Il est certain que, dans le langage courant, les notions de sacrifice et de sacré ont besoin d'être fortement clarifiées si on veut les utiliser pour définir le message biblique.« Sacrés ils sont, car personne n'y touche », disait Voltaire des poèmes de l'un de ses adversaires, auteur de «poèmes sacrés ». Par ailleurs, l'« amour sacré de la patrie », que l'on chante avec la Marseillaise, implique un amour que les citoyens devraient posséder et qu'il faut garder précieusement. Peut-être cette même Marseillaise exigeait-elle que le citoyen se «sacrifiât », même au prix de sa vie, pour défendre ce «sacré ». Sacralisait-elle pour autant les aristocrates que la patrie envoyait à l'échafaud ?

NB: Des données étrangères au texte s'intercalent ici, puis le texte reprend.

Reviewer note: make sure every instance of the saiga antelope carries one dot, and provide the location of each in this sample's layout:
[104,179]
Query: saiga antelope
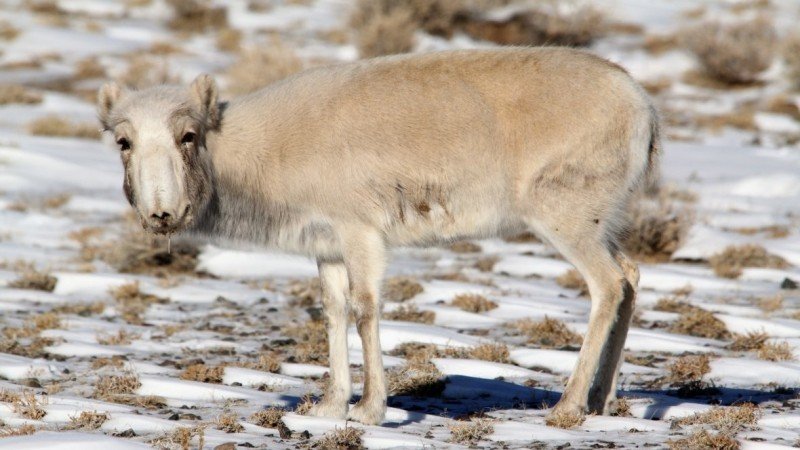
[342,163]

Il est certain que les prières eucharistiques de la messe catholique n'hésitent pas à parler de « sacrifice » et de « sacrifice parfait » à propos de l'action liturgique qu'elles expriment. Elles sont ici tributaires des traductions latines du Nouveau Testament où, dans six cas sur sept (Matthieu 9, 13 ; 12, 7 ; Marc 12, 33 ; Luc 13, 1 ; Hébreux 5, 1 ; Philippiens 2, 17), sacrificium rend le grec thusia. Mais ce thusia grec est beaucoup plus répandu (quinze fois rien que dans l'Épître aux Hébreux). Le mot sacer est très rare (2 Timothée 3, 15) et correspond au grec hieros, lui aussi relativement rare dans le grec de la Septante et du Nouveau Testament. Il est généralement supplanté par hagios (sauf pour le Temple) quand il s'agit de traduire la même racine hébraïque qdsh. Le lien entre sacré et sacrifice que fait le français n'est donc pas d'origine biblique. Si nous voulons découvrir s'il y a ou non, selon la Bible, un sacré authentique, il nous faut donc éviter les connexions du langage moderne et étudier le processus biblique : 1) quant à la racine qdsh qui signifie à la fois «saint» et « sacré » ; et 2) quant aux termes hébreux zébah et minehah, que les Grecs ont rendus tous deux par thusia, d'où a procédé le sacrifice de la tradition chrétienne.

 

NOUS ne pouvons naturellement qu'esquisser ici ce processus. N'étant pas bibliste, René Girard ne pouvait faire ce travail, d'autant que le vocabulaire et les rites bibliques se greffent non pas sur la préhistoire obscure où a commencé le processus d'hominisation, mais sur des cultures religieuses orientales évoluées où l'on a de la peine à découvrir des sacrifices de fondation et une sacralisation des victimes, notions qui sont à la base de l'argumentation de René Girard. La mimèsis qu'on y rencontre est beaucoup moins la mimésis (p.77)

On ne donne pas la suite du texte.